Baumgarten (1735) yang sebagai filosof pertama memperlakukan estetika sebagai suatu bidang studi yang khusus. Beliau mengkhususkan penggunaan istilah “estetika” untuk teori tentang keindahan artistik, karena ia berpendapat seni sebagai perseptif perasaan yang khusus.

Aristoteles menggunakan istilah “puitik” dan “retorik” untuk teori keindahan artistik, yang dijadikan bagian khusus dari estetika oleh Baumgarten.



C.   PERASAAN KEINDAHAN (SENSIBILITAS ESTETIS)

Manusia adalah makhluk berpikir atau homosapiens. Selain itu manusia juga merasa dan mengindra. Melalui panca indra manusia dapat merasakan sesuatu. Apabila manusia merasakan sesuatu itu menyenangkan dan menggembirakan maka akan timbul perasaan puas. Tiap-tiap orang memiliki perasaan keindahan (kepekaan keindahan), yaitu kemampuan terpesona, tergerak oleh ciptaan yang indah, tidak acuh tak acuh, tetapi mengambil sikap (senang atau tidak senang).

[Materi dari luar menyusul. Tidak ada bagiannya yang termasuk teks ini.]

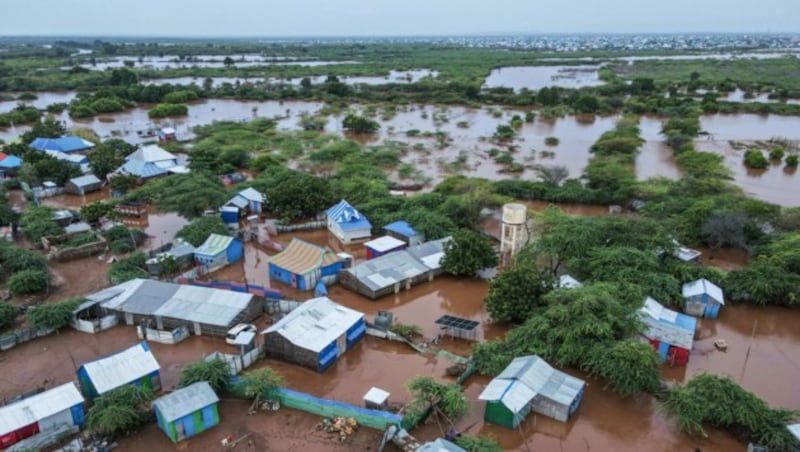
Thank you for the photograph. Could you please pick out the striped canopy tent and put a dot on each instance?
(302, 264)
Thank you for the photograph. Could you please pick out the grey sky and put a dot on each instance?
(382, 18)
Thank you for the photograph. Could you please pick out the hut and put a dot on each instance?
(166, 134)
(217, 251)
(702, 298)
(247, 201)
(383, 245)
(150, 161)
(66, 144)
(205, 311)
(568, 282)
(315, 333)
(394, 271)
(135, 365)
(302, 264)
(27, 424)
(82, 185)
(670, 333)
(187, 411)
(530, 384)
(403, 231)
(347, 224)
(9, 165)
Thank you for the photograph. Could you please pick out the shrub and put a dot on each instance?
(28, 282)
(754, 158)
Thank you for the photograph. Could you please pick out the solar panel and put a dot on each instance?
(456, 322)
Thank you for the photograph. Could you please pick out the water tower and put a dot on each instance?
(513, 234)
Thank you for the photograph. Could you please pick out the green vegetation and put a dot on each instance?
(53, 315)
(754, 158)
(8, 314)
(708, 400)
(214, 371)
(165, 110)
(467, 253)
(120, 411)
(200, 228)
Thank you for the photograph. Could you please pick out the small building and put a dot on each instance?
(568, 282)
(303, 264)
(530, 384)
(166, 134)
(204, 310)
(315, 334)
(187, 411)
(247, 201)
(135, 365)
(82, 185)
(66, 144)
(347, 224)
(403, 231)
(395, 271)
(383, 245)
(28, 422)
(217, 251)
(9, 165)
(670, 333)
(702, 298)
(150, 161)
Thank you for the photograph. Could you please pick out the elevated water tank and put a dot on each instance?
(514, 213)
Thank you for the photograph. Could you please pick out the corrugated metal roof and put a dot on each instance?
(191, 303)
(301, 257)
(666, 325)
(347, 216)
(251, 194)
(568, 282)
(385, 243)
(440, 445)
(183, 401)
(538, 377)
(63, 144)
(386, 270)
(37, 407)
(702, 286)
(430, 253)
(83, 181)
(214, 245)
(402, 228)
(121, 368)
(316, 323)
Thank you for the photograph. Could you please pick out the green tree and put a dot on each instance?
(360, 124)
(214, 371)
(518, 291)
(629, 367)
(8, 314)
(120, 411)
(28, 281)
(467, 253)
(200, 228)
(53, 315)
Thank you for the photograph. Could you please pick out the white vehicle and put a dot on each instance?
(238, 329)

Perasaan keindahan manusia itu tetap dari jaman ke jaman,antara manusia yang satu dengan manusia yang lain, baik pada orang primitif, modern, desa, kota, pria maupun wanita. Namun kualitasnya yang berbeda, disebabkan oleh lingkungan atau kebudayaan yang berbeda-beda itu. Watak perasaan keindahan (sensibilitas estetis) ini statis. Jadi dalam diri manusia terdapat dua unsur yaitu unsur statis dan dinamis.



D. Hubungan manusia dan keindahan.

Manusia memiliki lima komponen yang secara otomatis dimiliki ketika manusia tesebut dilahirkan. Ke-lima komponen tersebut adalah nafsu, akal, hati, ruh, dan sirri (rahasia ilahi). Dengan modal yang telah diberikan kepada manusia itulah (nafsu, akal dan hati) akhirnya manusia tidak dapat dipisahkan dengan sesuatu yang disebut dengan keindahan. Dengan akal, manusia memiliki keinginan-keinginan yang menyenangkan (walaupun hanya untuk dirinya sendiri) dalam ruang renungnya, dengn akal pikiran manusia melakukan kontemplasi komprehensif guna mencari nilai-nilai, makna, manfaat, dan tujuan dari suatu penciptaan yang endingnya pada kepuasan, dimana kepuasan ini juga merupakan salah satu indikator dari keindahan.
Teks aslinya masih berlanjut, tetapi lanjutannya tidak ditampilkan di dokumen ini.